Ausgabe vom 20.03.2011

Graz (OTS) - Es gibt ein Bewusstsein für diese eine,
gemeinsame Welt. Wir haben gelernt, das Augenmerk und die Gefühle auf
ferne Punkte zu richten, an denen wir selbst vielleicht noch gar nie
waren. Wir lassen die Ferne nah an uns heran. Wir fühlen uns
zuständig. Das ist die emotionale Zoomleistung der Medien und die
Wirkungsmacht der Bilder. Sie heben die Entfernung auf und damit die
Gleichgültigkeit.
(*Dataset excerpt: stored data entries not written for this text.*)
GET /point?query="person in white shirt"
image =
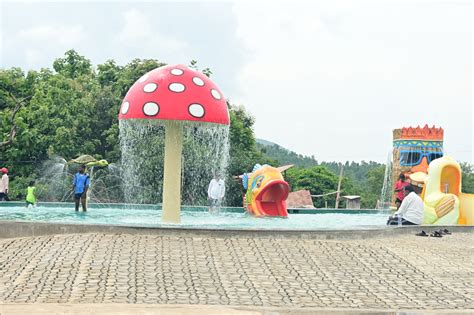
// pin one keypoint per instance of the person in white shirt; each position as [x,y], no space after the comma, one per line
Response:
[4,184]
[215,193]
[411,210]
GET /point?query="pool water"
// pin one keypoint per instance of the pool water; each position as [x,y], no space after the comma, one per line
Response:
[110,215]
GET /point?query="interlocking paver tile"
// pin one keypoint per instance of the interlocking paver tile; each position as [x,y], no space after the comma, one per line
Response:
[402,271]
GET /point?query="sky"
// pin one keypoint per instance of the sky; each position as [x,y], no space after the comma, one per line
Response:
[325,78]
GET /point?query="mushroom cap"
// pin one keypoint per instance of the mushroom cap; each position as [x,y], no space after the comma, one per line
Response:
[175,92]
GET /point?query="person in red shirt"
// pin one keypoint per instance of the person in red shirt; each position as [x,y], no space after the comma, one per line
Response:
[399,190]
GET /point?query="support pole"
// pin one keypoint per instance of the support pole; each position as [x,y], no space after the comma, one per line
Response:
[172,172]
[339,187]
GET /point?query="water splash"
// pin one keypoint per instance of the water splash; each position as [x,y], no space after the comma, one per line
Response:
[205,152]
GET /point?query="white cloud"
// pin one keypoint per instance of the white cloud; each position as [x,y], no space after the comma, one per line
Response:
[333,79]
[139,34]
[63,35]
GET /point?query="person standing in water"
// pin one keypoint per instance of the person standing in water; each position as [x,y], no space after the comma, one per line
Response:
[215,193]
[80,185]
[30,195]
[4,181]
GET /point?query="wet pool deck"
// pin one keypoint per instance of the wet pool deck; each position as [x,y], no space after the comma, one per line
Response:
[246,273]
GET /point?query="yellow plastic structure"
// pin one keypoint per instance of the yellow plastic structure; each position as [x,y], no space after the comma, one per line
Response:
[266,192]
[444,202]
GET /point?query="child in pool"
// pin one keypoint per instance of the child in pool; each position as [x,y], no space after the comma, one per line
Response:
[30,195]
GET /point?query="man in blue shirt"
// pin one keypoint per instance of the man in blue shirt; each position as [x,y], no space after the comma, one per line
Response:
[80,185]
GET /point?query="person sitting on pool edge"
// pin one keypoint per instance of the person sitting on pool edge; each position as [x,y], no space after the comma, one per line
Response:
[411,210]
[80,185]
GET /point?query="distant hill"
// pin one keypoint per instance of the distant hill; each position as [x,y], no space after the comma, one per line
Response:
[357,171]
[283,155]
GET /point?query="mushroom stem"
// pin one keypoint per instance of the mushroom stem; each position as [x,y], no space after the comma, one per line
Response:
[172,172]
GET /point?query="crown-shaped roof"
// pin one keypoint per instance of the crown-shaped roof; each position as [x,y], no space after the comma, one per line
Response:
[418,133]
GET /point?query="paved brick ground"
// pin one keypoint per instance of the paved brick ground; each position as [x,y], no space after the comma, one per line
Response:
[403,272]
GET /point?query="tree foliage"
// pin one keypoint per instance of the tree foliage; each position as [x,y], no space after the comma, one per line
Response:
[72,109]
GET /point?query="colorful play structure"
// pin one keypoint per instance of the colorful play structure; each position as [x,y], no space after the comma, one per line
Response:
[418,153]
[266,191]
[444,202]
[172,96]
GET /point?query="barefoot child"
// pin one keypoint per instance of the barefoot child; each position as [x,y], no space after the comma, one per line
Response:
[80,185]
[30,195]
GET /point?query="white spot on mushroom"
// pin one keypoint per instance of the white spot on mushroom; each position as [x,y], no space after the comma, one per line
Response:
[177,72]
[125,107]
[143,78]
[150,87]
[215,94]
[196,110]
[177,87]
[198,81]
[151,109]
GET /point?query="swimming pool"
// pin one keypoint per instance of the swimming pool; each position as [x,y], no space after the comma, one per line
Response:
[193,217]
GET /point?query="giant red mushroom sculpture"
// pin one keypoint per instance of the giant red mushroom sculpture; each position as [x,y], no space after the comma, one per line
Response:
[174,94]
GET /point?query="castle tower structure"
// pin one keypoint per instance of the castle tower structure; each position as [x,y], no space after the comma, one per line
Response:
[414,149]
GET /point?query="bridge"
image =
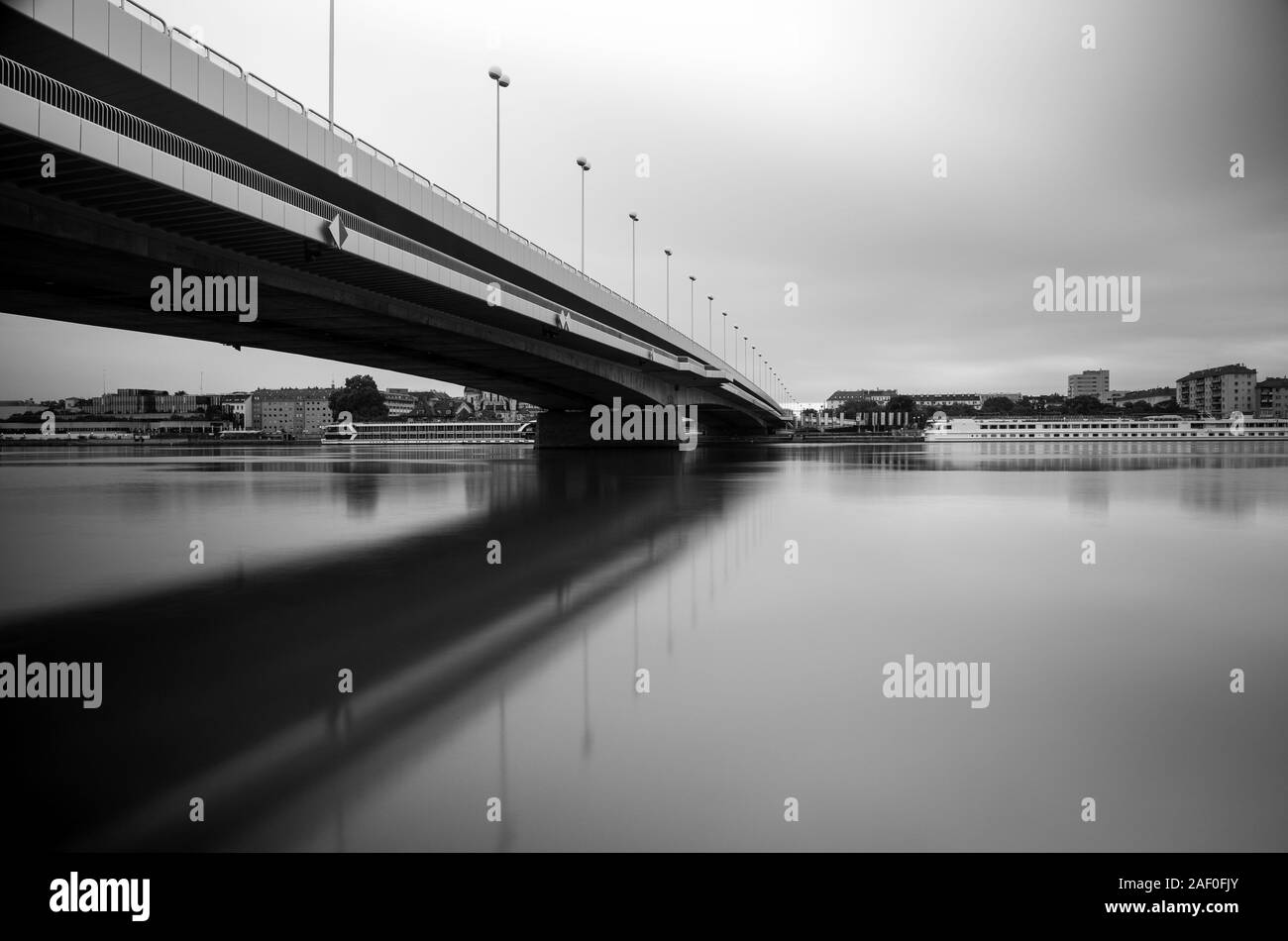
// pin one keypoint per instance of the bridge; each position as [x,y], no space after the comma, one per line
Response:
[132,153]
Von der empathischen Zivilisation spricht der
Soziologe Jeremy Rifkin.

Die aufwühlenden Geschehnisse in Japan und in Libyen sowie die
weltweite Anteilnahme am Los der Betroffenen bezeugen dieses
Phänomen. Es gibt ein globalisiertes Empfinden, eine neue Form von
Weltbürgerschaft, begünstigt durch die Möglichkeiten digitaler
Vernetzung. Das ist erfreulich und wert, im Sog düsterer
Schreckensmeldungen festgehalten zu werden. Die Welt ist nicht aus
den Fugen. Sie rückt zusammen. Das Ferment hält.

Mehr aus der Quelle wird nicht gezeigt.